In the past 10 or 15 years, as waterborne coatings have become increasingly appropriate and accepted for large-scale commercial applications, the industry has been presented with an entirely different type of wastewater compliance issue. Disposal, the area that is traditionally minimized until it becomes a problem, moves quickly from "issue" to "liability" if it cannot be addressed satisfactorily by the local Publicly Operated Treatment Works (POTW) at the other end of the sewer line. This is particularly true at the end-user level, such as the paint application line or spray booth of an operation, where frequent equipment washes are a matter of routine maintenance and indeed a key component of productivity, quality and, ultimately, profitability.

The contaminants under greatest regulatory scrutiny in paint wastewater streams are total suspended solids (TSS), and to a somewhat lesser extent, heavy metals, biological oxygen demand (BOD) and chemical oxygen demand (COD). The exceptionally high levels of TSS that in part account for a coating's performance, come back to present the most significant disposal obstacle in more ways than one. Without treatment, a clogged water line on the premises becomes an immediate production problem that is expensive, dirty and time-consuming to correct. Untreated wastewater that does reach POTW facilities are met with tightening discharge standards and escalating surcharges. In a worst-case scenario that is all too common, when untreated wastewater results in obstructed lines somewhere between the origin and the destination, the disposal problem is instantly transformed into an infrastructure problem, and decisions begin to be made beyond the control of the facility that is out of compliance.

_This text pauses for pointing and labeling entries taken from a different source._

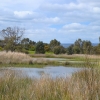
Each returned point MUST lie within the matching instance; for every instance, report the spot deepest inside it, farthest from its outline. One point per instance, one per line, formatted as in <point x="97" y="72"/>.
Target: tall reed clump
<point x="45" y="88"/>
<point x="13" y="57"/>
<point x="85" y="84"/>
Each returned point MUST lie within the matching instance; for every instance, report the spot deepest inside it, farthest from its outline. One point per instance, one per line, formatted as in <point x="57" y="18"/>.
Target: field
<point x="82" y="85"/>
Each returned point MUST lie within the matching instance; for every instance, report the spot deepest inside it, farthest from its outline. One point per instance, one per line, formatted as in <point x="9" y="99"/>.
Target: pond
<point x="52" y="71"/>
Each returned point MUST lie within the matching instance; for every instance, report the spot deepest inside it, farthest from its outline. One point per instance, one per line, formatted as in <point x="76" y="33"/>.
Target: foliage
<point x="54" y="43"/>
<point x="11" y="37"/>
<point x="59" y="50"/>
<point x="40" y="47"/>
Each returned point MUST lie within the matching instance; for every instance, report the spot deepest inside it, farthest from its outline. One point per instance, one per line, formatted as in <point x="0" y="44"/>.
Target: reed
<point x="82" y="85"/>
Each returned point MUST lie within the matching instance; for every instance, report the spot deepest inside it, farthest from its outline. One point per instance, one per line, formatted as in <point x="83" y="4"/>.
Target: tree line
<point x="12" y="40"/>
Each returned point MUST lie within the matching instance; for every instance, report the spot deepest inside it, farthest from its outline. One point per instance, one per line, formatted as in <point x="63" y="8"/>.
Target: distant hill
<point x="65" y="45"/>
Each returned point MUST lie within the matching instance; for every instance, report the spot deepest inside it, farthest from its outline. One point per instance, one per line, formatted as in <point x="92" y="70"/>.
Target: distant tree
<point x="70" y="50"/>
<point x="54" y="43"/>
<point x="59" y="50"/>
<point x="40" y="47"/>
<point x="78" y="46"/>
<point x="28" y="44"/>
<point x="87" y="47"/>
<point x="46" y="47"/>
<point x="11" y="37"/>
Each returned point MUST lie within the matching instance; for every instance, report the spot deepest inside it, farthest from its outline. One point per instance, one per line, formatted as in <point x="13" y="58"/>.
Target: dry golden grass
<point x="83" y="85"/>
<point x="14" y="57"/>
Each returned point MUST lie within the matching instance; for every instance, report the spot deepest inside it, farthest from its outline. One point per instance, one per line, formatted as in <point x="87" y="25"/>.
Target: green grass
<point x="83" y="85"/>
<point x="31" y="52"/>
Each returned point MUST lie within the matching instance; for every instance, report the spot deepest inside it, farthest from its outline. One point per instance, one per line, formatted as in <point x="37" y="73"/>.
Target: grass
<point x="16" y="59"/>
<point x="82" y="85"/>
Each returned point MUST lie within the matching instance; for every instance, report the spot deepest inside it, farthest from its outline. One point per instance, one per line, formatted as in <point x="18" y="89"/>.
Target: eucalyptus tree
<point x="12" y="37"/>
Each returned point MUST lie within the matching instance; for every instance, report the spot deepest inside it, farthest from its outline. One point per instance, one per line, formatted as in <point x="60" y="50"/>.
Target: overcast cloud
<point x="44" y="20"/>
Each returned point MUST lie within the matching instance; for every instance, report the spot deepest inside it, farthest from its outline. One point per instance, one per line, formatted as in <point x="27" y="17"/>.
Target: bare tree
<point x="11" y="37"/>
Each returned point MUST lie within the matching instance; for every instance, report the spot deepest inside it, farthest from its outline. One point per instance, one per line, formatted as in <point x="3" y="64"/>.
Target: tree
<point x="78" y="46"/>
<point x="59" y="50"/>
<point x="70" y="50"/>
<point x="11" y="37"/>
<point x="54" y="43"/>
<point x="40" y="47"/>
<point x="87" y="47"/>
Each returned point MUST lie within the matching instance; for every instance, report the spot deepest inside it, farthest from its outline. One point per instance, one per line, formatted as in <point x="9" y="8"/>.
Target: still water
<point x="52" y="71"/>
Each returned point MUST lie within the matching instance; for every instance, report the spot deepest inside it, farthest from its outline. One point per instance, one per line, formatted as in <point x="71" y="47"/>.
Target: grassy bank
<point x="83" y="85"/>
<point x="16" y="59"/>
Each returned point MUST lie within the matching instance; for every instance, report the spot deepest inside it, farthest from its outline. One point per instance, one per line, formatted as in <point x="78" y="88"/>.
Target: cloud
<point x="22" y="14"/>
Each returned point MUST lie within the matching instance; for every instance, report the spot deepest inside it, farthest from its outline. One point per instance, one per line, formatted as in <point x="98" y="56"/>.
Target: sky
<point x="45" y="20"/>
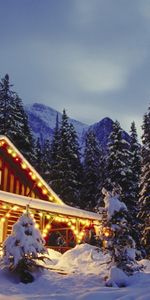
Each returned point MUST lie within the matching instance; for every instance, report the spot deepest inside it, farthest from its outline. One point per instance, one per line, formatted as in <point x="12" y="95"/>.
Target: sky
<point x="91" y="57"/>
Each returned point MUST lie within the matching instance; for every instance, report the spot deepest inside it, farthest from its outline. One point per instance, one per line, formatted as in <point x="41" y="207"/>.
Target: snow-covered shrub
<point x="119" y="242"/>
<point x="24" y="247"/>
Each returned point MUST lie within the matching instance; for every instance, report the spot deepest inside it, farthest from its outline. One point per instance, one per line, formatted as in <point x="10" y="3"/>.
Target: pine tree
<point x="117" y="234"/>
<point x="22" y="248"/>
<point x="38" y="156"/>
<point x="55" y="174"/>
<point x="135" y="152"/>
<point x="7" y="104"/>
<point x="144" y="201"/>
<point x="46" y="160"/>
<point x="119" y="162"/>
<point x="13" y="119"/>
<point x="93" y="176"/>
<point x="64" y="180"/>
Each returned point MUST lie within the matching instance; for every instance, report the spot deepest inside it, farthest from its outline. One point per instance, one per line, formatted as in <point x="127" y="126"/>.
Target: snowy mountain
<point x="42" y="120"/>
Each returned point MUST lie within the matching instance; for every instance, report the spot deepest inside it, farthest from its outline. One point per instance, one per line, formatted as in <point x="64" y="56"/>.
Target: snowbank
<point x="84" y="259"/>
<point x="85" y="280"/>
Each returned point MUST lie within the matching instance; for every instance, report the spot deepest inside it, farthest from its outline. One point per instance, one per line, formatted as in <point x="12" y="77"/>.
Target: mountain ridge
<point x="42" y="120"/>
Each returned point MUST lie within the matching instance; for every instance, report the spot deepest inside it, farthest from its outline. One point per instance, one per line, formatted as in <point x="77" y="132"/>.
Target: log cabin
<point x="61" y="225"/>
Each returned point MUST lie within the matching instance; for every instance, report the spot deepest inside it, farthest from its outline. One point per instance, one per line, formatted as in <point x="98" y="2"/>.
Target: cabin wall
<point x="16" y="180"/>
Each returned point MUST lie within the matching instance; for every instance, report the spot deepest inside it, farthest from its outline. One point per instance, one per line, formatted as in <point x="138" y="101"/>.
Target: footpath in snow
<point x="85" y="279"/>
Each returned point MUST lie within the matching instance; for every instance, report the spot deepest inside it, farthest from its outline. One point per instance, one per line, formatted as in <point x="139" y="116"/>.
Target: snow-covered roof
<point x="38" y="177"/>
<point x="46" y="206"/>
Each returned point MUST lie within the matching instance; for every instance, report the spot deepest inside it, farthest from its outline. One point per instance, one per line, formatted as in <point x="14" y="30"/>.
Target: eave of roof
<point x="46" y="206"/>
<point x="55" y="196"/>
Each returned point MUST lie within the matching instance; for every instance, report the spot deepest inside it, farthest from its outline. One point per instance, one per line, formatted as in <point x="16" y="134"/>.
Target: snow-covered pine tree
<point x="144" y="201"/>
<point x="38" y="156"/>
<point x="46" y="160"/>
<point x="93" y="172"/>
<point x="54" y="169"/>
<point x="65" y="179"/>
<point x="135" y="150"/>
<point x="7" y="104"/>
<point x="119" y="162"/>
<point x="23" y="248"/>
<point x="117" y="233"/>
<point x="13" y="119"/>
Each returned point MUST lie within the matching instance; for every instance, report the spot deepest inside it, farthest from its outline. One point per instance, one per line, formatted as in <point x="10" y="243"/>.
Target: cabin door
<point x="1" y="231"/>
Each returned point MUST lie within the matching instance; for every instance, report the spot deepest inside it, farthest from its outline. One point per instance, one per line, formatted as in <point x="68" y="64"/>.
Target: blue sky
<point x="91" y="57"/>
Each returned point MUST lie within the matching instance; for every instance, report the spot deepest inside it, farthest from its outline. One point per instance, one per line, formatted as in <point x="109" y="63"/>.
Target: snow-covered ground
<point x="85" y="279"/>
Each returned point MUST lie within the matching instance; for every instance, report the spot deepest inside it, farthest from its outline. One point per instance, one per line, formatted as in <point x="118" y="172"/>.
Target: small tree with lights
<point x="116" y="234"/>
<point x="24" y="248"/>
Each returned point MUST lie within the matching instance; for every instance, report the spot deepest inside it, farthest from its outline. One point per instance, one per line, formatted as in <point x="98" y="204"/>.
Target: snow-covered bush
<point x="119" y="241"/>
<point x="24" y="247"/>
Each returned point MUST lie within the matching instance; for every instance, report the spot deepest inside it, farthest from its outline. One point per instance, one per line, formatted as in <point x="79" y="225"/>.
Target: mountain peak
<point x="42" y="120"/>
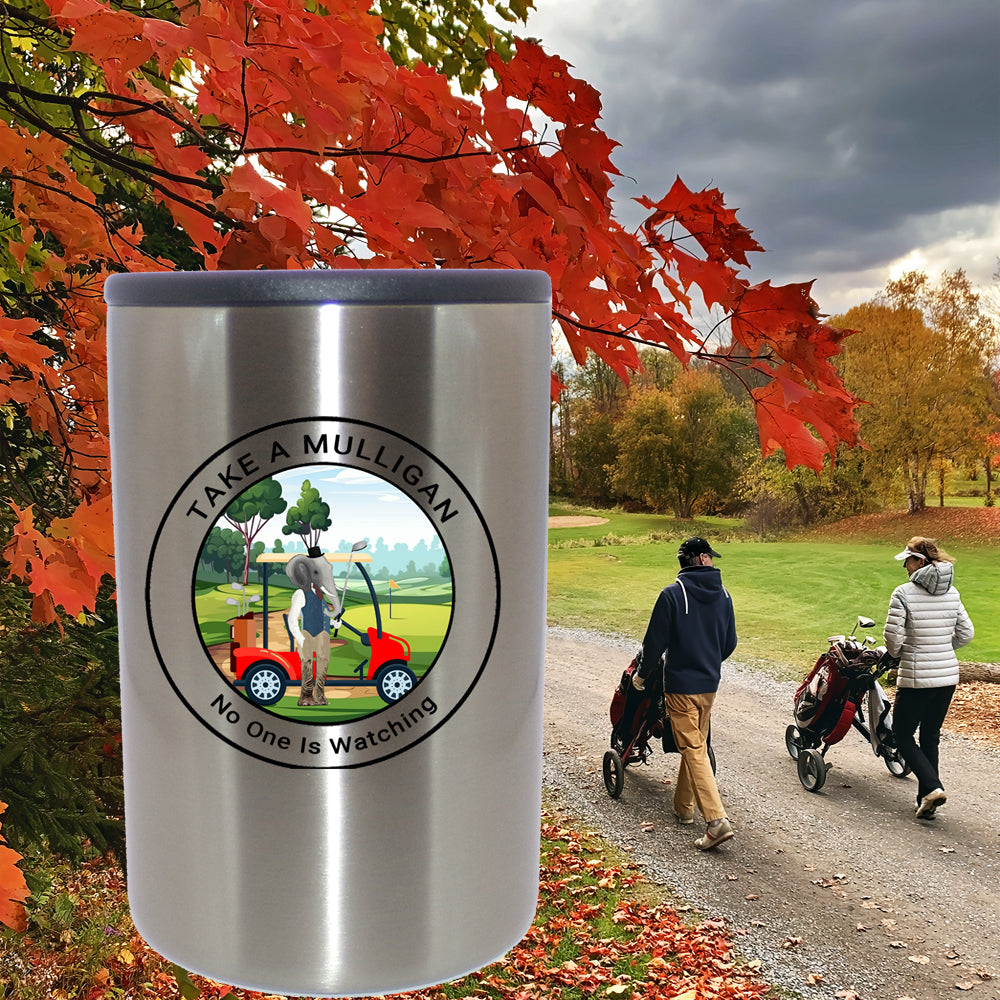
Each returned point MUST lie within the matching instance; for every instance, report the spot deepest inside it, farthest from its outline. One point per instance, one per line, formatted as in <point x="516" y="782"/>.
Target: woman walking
<point x="926" y="623"/>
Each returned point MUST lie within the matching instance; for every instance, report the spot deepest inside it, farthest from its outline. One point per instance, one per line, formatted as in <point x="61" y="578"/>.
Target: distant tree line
<point x="684" y="441"/>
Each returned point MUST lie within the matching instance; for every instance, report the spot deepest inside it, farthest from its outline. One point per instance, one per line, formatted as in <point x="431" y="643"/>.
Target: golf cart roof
<point x="330" y="556"/>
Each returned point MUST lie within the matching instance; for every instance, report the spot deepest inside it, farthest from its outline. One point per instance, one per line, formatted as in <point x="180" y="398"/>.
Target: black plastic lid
<point x="315" y="287"/>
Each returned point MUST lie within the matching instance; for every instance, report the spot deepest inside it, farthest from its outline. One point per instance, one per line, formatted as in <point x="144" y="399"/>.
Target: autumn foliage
<point x="13" y="888"/>
<point x="593" y="935"/>
<point x="245" y="134"/>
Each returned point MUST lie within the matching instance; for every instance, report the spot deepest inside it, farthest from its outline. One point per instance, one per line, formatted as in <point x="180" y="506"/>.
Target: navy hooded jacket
<point x="693" y="623"/>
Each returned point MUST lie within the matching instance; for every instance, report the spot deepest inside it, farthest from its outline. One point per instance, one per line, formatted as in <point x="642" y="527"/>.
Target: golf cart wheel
<point x="265" y="683"/>
<point x="393" y="681"/>
<point x="793" y="742"/>
<point x="812" y="770"/>
<point x="614" y="773"/>
<point x="895" y="764"/>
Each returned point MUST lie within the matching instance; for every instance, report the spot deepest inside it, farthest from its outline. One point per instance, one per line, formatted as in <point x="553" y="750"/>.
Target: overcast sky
<point x="858" y="138"/>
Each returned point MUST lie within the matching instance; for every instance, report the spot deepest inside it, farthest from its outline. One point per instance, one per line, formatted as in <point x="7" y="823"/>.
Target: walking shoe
<point x="930" y="803"/>
<point x="716" y="832"/>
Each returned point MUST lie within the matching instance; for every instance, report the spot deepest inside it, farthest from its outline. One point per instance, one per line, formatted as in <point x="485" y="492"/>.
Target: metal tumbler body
<point x="332" y="759"/>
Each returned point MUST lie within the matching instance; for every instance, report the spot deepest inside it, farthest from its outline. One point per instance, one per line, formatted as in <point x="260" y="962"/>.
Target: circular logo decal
<point x="322" y="593"/>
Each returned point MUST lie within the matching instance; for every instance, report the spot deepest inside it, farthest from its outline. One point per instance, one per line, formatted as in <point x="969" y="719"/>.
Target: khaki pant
<point x="690" y="716"/>
<point x="314" y="678"/>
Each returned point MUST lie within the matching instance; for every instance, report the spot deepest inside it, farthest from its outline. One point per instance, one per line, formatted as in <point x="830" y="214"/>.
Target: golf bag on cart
<point x="840" y="692"/>
<point x="636" y="718"/>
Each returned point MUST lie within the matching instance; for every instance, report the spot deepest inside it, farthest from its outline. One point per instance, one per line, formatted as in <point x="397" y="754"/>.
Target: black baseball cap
<point x="696" y="547"/>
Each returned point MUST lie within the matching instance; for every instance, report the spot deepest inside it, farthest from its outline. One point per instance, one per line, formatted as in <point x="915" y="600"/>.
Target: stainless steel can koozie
<point x="330" y="496"/>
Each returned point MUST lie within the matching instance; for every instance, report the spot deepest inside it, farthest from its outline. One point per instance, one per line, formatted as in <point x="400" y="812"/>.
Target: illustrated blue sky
<point x="361" y="506"/>
<point x="858" y="138"/>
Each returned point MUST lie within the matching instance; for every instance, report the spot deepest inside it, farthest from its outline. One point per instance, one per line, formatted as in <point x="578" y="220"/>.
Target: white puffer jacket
<point x="926" y="624"/>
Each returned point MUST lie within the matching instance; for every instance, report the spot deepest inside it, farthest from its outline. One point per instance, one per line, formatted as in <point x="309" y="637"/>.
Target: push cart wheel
<point x="614" y="773"/>
<point x="793" y="742"/>
<point x="264" y="683"/>
<point x="393" y="681"/>
<point x="812" y="770"/>
<point x="897" y="767"/>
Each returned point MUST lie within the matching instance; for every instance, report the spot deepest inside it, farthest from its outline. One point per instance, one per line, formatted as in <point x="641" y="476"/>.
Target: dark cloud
<point x="845" y="131"/>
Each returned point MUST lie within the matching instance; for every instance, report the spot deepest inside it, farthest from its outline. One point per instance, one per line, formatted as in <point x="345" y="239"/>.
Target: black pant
<point x="926" y="708"/>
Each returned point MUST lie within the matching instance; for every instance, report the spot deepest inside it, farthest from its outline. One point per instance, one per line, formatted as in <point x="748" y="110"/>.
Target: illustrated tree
<point x="309" y="517"/>
<point x="921" y="360"/>
<point x="281" y="134"/>
<point x="251" y="510"/>
<point x="678" y="446"/>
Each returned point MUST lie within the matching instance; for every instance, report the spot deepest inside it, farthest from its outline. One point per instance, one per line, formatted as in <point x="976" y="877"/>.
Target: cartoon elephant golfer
<point x="313" y="576"/>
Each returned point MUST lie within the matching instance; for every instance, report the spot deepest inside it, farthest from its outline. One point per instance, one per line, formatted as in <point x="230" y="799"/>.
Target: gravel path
<point x="843" y="884"/>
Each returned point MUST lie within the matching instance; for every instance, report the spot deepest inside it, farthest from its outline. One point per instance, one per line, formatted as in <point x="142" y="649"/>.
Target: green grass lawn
<point x="789" y="595"/>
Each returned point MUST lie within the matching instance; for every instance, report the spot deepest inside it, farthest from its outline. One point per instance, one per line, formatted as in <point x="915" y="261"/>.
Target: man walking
<point x="691" y="631"/>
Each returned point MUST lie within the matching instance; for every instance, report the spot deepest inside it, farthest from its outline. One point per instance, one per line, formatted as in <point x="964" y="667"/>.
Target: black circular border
<point x="323" y="767"/>
<point x="335" y="465"/>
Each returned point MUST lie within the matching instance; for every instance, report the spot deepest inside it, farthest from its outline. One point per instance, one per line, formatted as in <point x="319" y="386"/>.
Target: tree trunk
<point x="915" y="478"/>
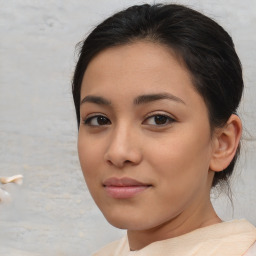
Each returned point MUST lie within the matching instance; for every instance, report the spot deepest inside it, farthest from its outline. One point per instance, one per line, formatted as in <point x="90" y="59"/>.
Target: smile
<point x="124" y="188"/>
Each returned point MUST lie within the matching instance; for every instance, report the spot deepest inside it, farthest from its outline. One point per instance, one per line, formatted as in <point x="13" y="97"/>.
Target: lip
<point x="124" y="187"/>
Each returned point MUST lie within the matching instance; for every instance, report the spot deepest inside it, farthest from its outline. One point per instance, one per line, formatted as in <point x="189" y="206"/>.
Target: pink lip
<point x="124" y="187"/>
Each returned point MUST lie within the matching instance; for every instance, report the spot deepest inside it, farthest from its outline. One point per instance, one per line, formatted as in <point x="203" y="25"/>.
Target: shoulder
<point x="115" y="248"/>
<point x="251" y="251"/>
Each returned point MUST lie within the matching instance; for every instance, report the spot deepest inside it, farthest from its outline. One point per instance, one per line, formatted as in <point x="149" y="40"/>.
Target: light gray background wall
<point x="52" y="212"/>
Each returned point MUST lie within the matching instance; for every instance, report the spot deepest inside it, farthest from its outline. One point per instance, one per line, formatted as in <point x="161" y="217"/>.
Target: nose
<point x="124" y="148"/>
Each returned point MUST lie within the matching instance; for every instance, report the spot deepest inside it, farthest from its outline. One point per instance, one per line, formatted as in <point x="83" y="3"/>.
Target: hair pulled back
<point x="205" y="48"/>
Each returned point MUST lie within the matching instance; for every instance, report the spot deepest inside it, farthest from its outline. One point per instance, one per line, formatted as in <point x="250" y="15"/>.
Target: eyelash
<point x="169" y="120"/>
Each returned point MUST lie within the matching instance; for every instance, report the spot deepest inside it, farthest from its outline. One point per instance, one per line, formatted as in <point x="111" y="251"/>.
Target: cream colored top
<point x="234" y="238"/>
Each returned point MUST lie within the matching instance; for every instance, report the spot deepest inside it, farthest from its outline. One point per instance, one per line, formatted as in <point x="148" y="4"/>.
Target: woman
<point x="156" y="90"/>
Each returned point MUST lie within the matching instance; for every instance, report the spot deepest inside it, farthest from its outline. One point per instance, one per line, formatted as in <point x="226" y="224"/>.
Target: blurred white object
<point x="4" y="196"/>
<point x="18" y="179"/>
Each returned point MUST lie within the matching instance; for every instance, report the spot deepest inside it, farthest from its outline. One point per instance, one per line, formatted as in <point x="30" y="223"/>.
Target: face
<point x="144" y="141"/>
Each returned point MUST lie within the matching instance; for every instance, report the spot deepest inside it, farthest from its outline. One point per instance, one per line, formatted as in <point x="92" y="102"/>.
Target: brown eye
<point x="159" y="120"/>
<point x="97" y="121"/>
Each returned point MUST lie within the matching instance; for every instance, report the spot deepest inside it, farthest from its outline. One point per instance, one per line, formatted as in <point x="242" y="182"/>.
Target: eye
<point x="97" y="120"/>
<point x="159" y="120"/>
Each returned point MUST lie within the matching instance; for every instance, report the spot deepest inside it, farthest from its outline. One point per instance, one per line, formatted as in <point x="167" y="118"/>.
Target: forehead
<point x="137" y="68"/>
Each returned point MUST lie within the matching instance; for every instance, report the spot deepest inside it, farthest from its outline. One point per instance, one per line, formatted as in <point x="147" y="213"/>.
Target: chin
<point x="130" y="222"/>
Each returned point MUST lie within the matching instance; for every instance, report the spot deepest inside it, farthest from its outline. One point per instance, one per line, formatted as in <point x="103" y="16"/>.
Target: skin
<point x="175" y="157"/>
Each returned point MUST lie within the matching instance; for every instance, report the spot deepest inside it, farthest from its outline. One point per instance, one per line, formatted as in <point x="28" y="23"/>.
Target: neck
<point x="202" y="216"/>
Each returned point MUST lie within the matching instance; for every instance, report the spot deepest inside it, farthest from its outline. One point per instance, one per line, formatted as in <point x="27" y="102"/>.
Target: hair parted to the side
<point x="205" y="47"/>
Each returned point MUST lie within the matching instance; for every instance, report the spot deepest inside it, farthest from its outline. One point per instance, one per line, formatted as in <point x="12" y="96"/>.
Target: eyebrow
<point x="142" y="99"/>
<point x="95" y="99"/>
<point x="154" y="97"/>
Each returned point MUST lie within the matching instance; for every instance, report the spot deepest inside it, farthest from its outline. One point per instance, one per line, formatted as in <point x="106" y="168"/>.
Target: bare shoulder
<point x="251" y="251"/>
<point x="114" y="248"/>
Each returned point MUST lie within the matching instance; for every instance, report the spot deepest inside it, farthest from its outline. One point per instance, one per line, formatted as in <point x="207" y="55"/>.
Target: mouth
<point x="124" y="187"/>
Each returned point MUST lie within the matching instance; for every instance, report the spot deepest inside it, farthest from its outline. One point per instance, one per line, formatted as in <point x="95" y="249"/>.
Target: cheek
<point x="181" y="160"/>
<point x="88" y="152"/>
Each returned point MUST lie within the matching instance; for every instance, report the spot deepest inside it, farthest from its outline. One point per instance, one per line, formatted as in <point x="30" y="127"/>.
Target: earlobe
<point x="225" y="144"/>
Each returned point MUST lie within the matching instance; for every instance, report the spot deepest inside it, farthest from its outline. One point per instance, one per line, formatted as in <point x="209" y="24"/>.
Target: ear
<point x="225" y="143"/>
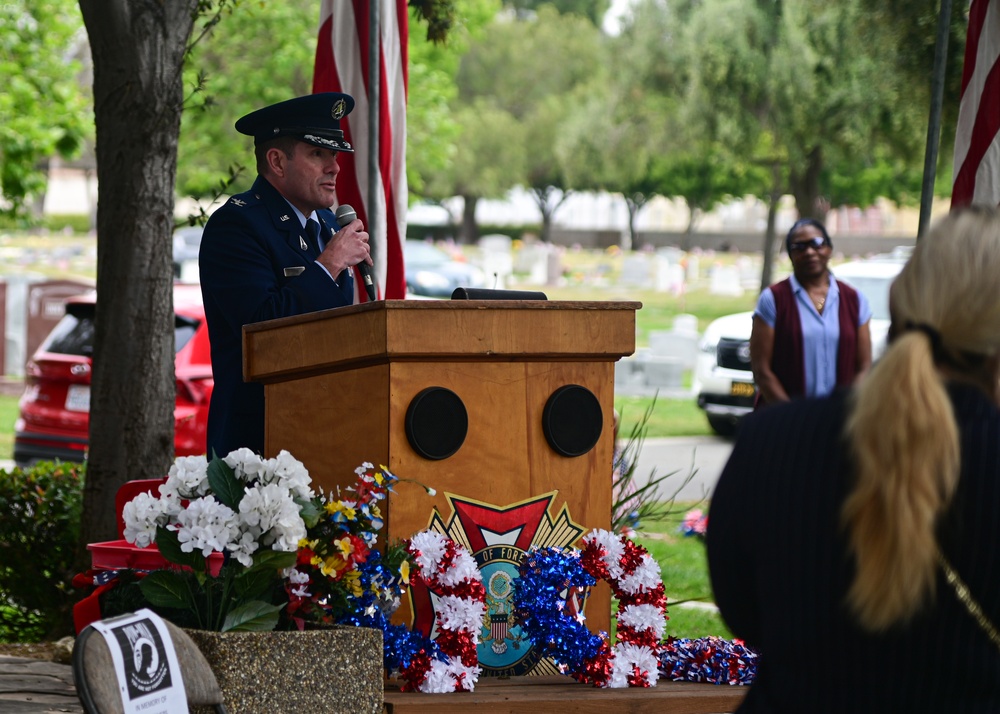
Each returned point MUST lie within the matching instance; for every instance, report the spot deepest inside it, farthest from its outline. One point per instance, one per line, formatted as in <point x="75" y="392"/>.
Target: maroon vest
<point x="788" y="357"/>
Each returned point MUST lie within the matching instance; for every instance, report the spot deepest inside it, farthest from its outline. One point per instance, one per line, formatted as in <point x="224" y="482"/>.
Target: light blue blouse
<point x="820" y="333"/>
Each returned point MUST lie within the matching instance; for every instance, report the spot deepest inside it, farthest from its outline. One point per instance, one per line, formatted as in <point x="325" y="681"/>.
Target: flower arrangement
<point x="540" y="601"/>
<point x="695" y="523"/>
<point x="231" y="527"/>
<point x="293" y="558"/>
<point x="338" y="570"/>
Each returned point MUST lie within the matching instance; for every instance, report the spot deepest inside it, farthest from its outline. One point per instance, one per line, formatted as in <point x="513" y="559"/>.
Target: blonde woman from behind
<point x="855" y="540"/>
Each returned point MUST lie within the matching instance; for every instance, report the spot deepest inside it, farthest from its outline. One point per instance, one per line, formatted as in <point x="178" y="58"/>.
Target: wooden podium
<point x="366" y="383"/>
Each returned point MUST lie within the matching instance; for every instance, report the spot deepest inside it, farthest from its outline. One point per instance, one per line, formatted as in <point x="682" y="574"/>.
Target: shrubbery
<point x="39" y="530"/>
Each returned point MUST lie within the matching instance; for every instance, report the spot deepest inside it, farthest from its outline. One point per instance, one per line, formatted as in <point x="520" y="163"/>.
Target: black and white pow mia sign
<point x="145" y="658"/>
<point x="148" y="674"/>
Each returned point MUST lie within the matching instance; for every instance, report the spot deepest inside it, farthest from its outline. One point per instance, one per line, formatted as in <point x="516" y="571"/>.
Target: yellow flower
<point x="341" y="511"/>
<point x="351" y="580"/>
<point x="333" y="565"/>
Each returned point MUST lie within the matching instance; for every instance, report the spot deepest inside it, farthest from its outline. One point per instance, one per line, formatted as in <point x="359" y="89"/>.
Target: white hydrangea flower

All these factors, in combination with pollution-control technologies that have simultaneously become more user friendly, more effective and more affordable, have made on-site treatment a viable option for a growing number of paint wastewater generators. By and large, they recognize that today's coatings are just too good to keep hoping "dilution is the solution to pollution." They also recognize the significant potential for creating a resource management system that lowers certain costs, such as those for incoming fresh water within a design that emphasizes reuse and recycling. That counts for something in an economy that equates cost control with revenue generation.

The exceptionally fast settling rate of coating wastewater, in tandem with its adhesive qualities, all but eliminate purely mechanical means of separation. In response to the complex compounds of waterborne paints, some variation of physical-chemical treatment is practically the norm in the separation process.

Phys-chem treatment has in many ways advanced in lockstep with - if not paced - the development of waterborne coatings. From a treatment perspective, these waste streams behave similarly to those of the printing industry, where flexographic inks, adhesives and heavy metals are all present, and where manufacturers like ourselves have been active since the 1970s.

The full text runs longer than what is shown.